# Data Prepare and Exploring
## Download Data
Before running this, download 

http://s3.kiva.org/snapshots/kiva_ds_csv.zip

to Dwonloads subdir of your home directory. Then extract the zip file in the same diretory.

This script should work for both Windows and Mac OS, as long as you follow the above instructions.
# Create sqlite
create db/kiva_data.sqlite

In [3]:
import numpy as np
import pandas as pd
from os import path
from pathlib import Path
import sqlalchemy as sa
from datetime import datetime
from sqlalchemy import create_engine

engine = create_engine("sqlite:///db/kiva_data.sqlite")

HOME_DIR = str(Path.home())

KIVA_PATH = path.join(HOME_DIR, 'Downloads', 'kiva_ds_csv')

## Load lenders into DB

In [5]:
lender_df = pd.read_csv(path.join(KIVA_PATH, 'lenders.csv'))
lender_df.columns = map(str.lower, lender_df.columns)

# member_since is UTC time, change to standard format
lender_df.loc[:, 'member_since'] = lender_df['member_since'].map(lambda x: datetime.utcfromtimestamp(x))

# Assign numeric ID to lender to reduce space needed for loan_lender table
lender_df = lender_df.assign(lender_id=np.arange(len(lender_df)))
lender_df = lender_df[['lender_id', 'permanent_name', 'display_name', 'city', 'state', 'country_code', 'member_since']]
lender_df.to_sql('lender', engine, if_exists='replace')

## Load loans into DB

In [6]:
loan_df = pd.read_csv(path.join(KIVA_PATH, 'loans.csv'))

loan_df.columns = map(str.lower, loan_df.columns)

## Convert gender to be F(femal), M(male) or U (unknown)
def map_gender(x):
    if (isinstance(x, str)): 
        return 'F' if x.startswith('female') else 'M'
    else:
        return 'U'
    
loan_df.loc[:, 'gender'] = loan_df['borrower_genders'].map(map_gender)    

# Write only needed column to DB as number of rows is large
loan_df = loan_df[['loan_id', 'loan_name', 'loan_amount', 'gender', 'country_code', 'posted_time']]
loan_df.to_sql('loan', engine,  if_exists='replace')

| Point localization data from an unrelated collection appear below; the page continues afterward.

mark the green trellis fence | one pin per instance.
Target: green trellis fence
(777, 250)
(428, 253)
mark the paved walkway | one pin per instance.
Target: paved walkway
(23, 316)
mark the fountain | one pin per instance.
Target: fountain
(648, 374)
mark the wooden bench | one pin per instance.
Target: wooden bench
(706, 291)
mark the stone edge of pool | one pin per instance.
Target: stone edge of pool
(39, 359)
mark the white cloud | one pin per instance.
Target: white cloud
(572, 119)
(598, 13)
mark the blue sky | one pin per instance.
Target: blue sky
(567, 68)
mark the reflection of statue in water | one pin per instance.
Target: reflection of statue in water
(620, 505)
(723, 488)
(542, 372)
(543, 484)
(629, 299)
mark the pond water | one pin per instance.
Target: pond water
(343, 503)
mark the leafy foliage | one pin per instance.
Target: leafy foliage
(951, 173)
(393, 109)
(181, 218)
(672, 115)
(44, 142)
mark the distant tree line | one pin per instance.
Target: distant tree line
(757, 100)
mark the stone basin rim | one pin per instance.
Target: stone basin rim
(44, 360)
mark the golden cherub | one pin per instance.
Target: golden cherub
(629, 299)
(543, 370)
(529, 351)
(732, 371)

## Load loan lender links to DB

In [7]:
loan_lender_df = pd.read_csv(path.join(KIVA_PATH, 'loans_lenders.csv'))
loan_lender_df.columns = map(str.lower, loan_lender_df.columns)

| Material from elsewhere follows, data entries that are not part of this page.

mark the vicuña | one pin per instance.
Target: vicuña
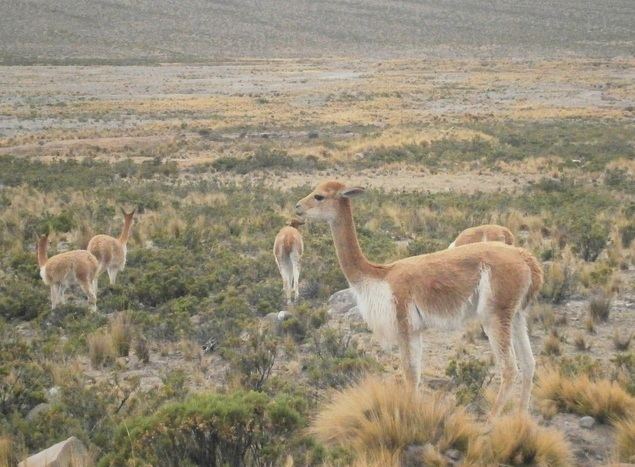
(287, 250)
(111, 252)
(71, 267)
(490, 280)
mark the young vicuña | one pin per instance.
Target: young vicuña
(484, 233)
(111, 252)
(489, 280)
(287, 250)
(61, 271)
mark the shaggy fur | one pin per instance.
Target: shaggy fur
(61, 271)
(287, 250)
(111, 252)
(491, 281)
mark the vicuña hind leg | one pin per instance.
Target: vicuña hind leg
(112, 275)
(500, 341)
(526, 362)
(411, 352)
(87, 287)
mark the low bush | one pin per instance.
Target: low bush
(242, 428)
(602, 399)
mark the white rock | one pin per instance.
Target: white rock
(587, 422)
(68, 453)
(282, 315)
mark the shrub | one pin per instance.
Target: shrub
(100, 349)
(603, 399)
(625, 440)
(621, 341)
(600, 306)
(141, 349)
(255, 359)
(376, 416)
(242, 428)
(121, 334)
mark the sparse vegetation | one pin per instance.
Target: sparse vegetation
(602, 399)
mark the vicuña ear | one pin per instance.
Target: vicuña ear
(351, 192)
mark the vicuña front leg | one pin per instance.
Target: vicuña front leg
(411, 349)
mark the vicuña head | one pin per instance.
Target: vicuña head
(490, 281)
(112, 252)
(71, 267)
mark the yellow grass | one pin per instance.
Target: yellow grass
(603, 399)
(518, 440)
(378, 419)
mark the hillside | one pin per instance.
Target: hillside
(120, 31)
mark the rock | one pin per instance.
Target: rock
(282, 315)
(587, 422)
(354, 315)
(54, 393)
(341, 302)
(65, 454)
(37, 410)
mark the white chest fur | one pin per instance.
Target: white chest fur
(376, 304)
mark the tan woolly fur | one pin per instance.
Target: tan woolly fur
(491, 281)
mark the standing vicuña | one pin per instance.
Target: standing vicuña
(492, 281)
(287, 249)
(60, 271)
(111, 252)
(484, 233)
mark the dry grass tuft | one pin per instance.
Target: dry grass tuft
(518, 440)
(622, 341)
(121, 334)
(603, 399)
(100, 349)
(625, 440)
(380, 419)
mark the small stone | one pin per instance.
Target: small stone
(587, 422)
(282, 315)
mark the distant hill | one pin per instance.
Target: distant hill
(67, 31)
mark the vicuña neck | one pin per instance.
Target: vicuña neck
(354, 264)
(42, 256)
(125, 233)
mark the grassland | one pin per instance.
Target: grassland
(215, 157)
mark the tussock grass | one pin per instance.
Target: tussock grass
(602, 399)
(625, 440)
(379, 419)
(518, 440)
(121, 334)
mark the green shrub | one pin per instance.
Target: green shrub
(242, 428)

# break lenders into lender_list
loan_lender_df['lender_list'] = loan_lender_df['lenders'].map(
    lambda x: x.split(', ')
)

# Build a quick lookup from lender name to ID
lender_id_lookup = {
    x['permanent_name']: x['lender_id']
    for i, x in lender_df.iterrows()
}

# Convert lender names to lender ID's
loan_lender_df['lender_id_list'] = loan_lender_df['lender_list'].map(
    lambda lenders: [lender_id_lookup.get(lender, 0) for lender in lenders]
)

# Create a new data frame holding loan_id and lender_id
df = loan_lender_df[['loan_id', 'lender_id_list']]

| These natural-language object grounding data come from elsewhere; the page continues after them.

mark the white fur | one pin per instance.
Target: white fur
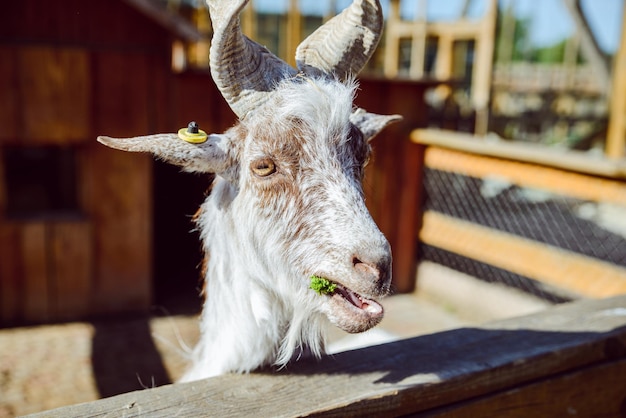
(259, 309)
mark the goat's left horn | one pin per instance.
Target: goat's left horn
(345, 43)
(243, 70)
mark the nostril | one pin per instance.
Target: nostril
(365, 268)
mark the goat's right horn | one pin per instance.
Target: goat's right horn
(345, 43)
(244, 71)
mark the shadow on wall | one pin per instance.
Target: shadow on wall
(125, 358)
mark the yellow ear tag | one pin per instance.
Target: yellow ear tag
(192, 134)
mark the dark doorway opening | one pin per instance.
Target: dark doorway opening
(177, 248)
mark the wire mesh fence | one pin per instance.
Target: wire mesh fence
(594, 230)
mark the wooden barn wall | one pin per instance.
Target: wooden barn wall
(71, 70)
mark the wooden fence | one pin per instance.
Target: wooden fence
(560, 246)
(568, 360)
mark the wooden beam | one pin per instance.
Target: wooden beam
(576, 273)
(33, 252)
(483, 67)
(526, 175)
(616, 135)
(589, 46)
(508, 362)
(540, 155)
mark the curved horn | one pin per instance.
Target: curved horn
(343, 45)
(243, 70)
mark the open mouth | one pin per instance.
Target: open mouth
(350, 310)
(358, 301)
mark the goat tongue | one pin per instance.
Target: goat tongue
(359, 301)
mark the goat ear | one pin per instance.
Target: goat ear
(371, 124)
(210, 156)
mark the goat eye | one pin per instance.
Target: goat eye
(263, 167)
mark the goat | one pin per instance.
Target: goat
(287, 202)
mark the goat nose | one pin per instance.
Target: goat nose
(375, 272)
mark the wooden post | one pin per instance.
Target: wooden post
(617, 118)
(418, 46)
(392, 40)
(294, 31)
(483, 68)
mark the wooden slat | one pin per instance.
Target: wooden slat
(407, 377)
(122, 222)
(616, 134)
(9, 116)
(3, 186)
(122, 88)
(55, 90)
(36, 273)
(558, 396)
(574, 272)
(528, 175)
(70, 247)
(534, 154)
(10, 274)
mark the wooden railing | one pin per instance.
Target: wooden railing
(568, 360)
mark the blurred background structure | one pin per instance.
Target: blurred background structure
(507, 172)
(534, 88)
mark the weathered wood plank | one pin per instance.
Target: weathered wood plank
(122, 228)
(410, 376)
(71, 250)
(55, 91)
(576, 273)
(543, 160)
(10, 97)
(557, 181)
(10, 275)
(562, 395)
(36, 270)
(122, 88)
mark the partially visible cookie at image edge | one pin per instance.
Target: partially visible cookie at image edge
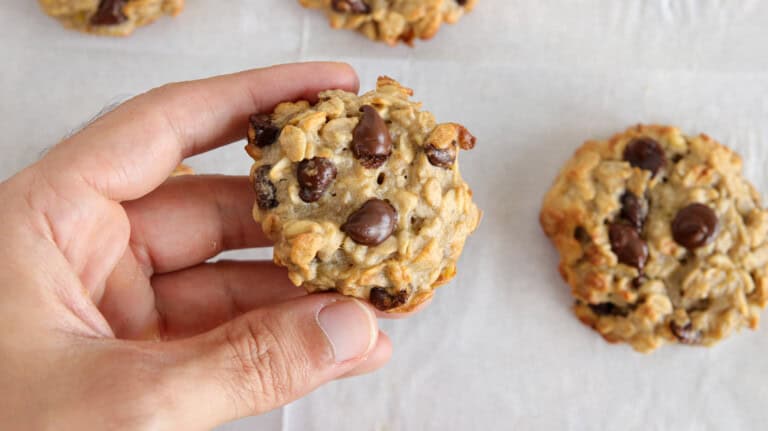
(661, 238)
(109, 17)
(392, 21)
(362, 194)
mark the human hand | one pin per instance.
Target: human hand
(112, 317)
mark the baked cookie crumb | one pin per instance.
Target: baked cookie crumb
(661, 238)
(392, 21)
(362, 194)
(109, 17)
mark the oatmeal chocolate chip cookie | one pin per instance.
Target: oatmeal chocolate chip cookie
(661, 238)
(109, 17)
(392, 21)
(362, 194)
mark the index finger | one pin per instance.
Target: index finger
(131, 150)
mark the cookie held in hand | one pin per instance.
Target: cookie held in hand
(392, 21)
(109, 17)
(362, 194)
(660, 238)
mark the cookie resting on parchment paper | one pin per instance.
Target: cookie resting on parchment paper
(392, 21)
(109, 17)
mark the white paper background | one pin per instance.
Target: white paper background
(498, 348)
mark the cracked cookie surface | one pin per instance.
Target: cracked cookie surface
(362, 194)
(109, 17)
(392, 21)
(660, 238)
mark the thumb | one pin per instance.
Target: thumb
(267, 358)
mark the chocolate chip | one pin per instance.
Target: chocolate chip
(315, 176)
(266, 193)
(353, 6)
(264, 132)
(638, 282)
(384, 300)
(607, 309)
(686, 334)
(109, 12)
(645, 153)
(694, 226)
(442, 158)
(626, 243)
(467, 141)
(372, 224)
(371, 142)
(632, 210)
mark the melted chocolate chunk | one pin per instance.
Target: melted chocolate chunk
(315, 176)
(626, 243)
(265, 133)
(607, 309)
(266, 193)
(645, 153)
(371, 142)
(110, 12)
(694, 226)
(372, 224)
(383, 300)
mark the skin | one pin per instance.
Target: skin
(111, 317)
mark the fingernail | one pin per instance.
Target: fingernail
(350, 328)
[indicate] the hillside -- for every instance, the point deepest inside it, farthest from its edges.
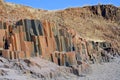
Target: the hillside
(70, 44)
(98, 23)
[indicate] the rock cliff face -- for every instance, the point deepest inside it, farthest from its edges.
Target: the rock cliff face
(74, 37)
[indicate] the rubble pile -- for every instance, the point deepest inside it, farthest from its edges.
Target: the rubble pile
(63, 46)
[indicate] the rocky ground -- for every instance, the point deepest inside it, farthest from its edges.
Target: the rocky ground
(105, 71)
(39, 69)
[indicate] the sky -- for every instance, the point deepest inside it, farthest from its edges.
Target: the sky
(62, 4)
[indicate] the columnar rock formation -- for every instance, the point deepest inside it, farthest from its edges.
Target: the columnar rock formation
(63, 46)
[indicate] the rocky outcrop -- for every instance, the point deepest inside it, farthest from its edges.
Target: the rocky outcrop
(74, 37)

# Create loan_id_list same len as lender_id_list
df.loc[:, 'loan_id_list'] = df.apply(lambda x: [x[0]] * len(x[1]), axis=1, reduce=True)

# Ref: https://stackoverflow.com/questions/35004945/python-pandas-reduce-function-for-series
from itertools import chain # Based on stackoverflow, chain is 68x faster than reduce

combo_df = pd.DataFrame( {
    'lender_id': list(chain(*df['lender_id_list'])),
    'loan_id': list(chain(*df['loan_id_list'])),
})

# Write to database table
combo_df.to_sql('loan_lender', engine, if_exists='replace')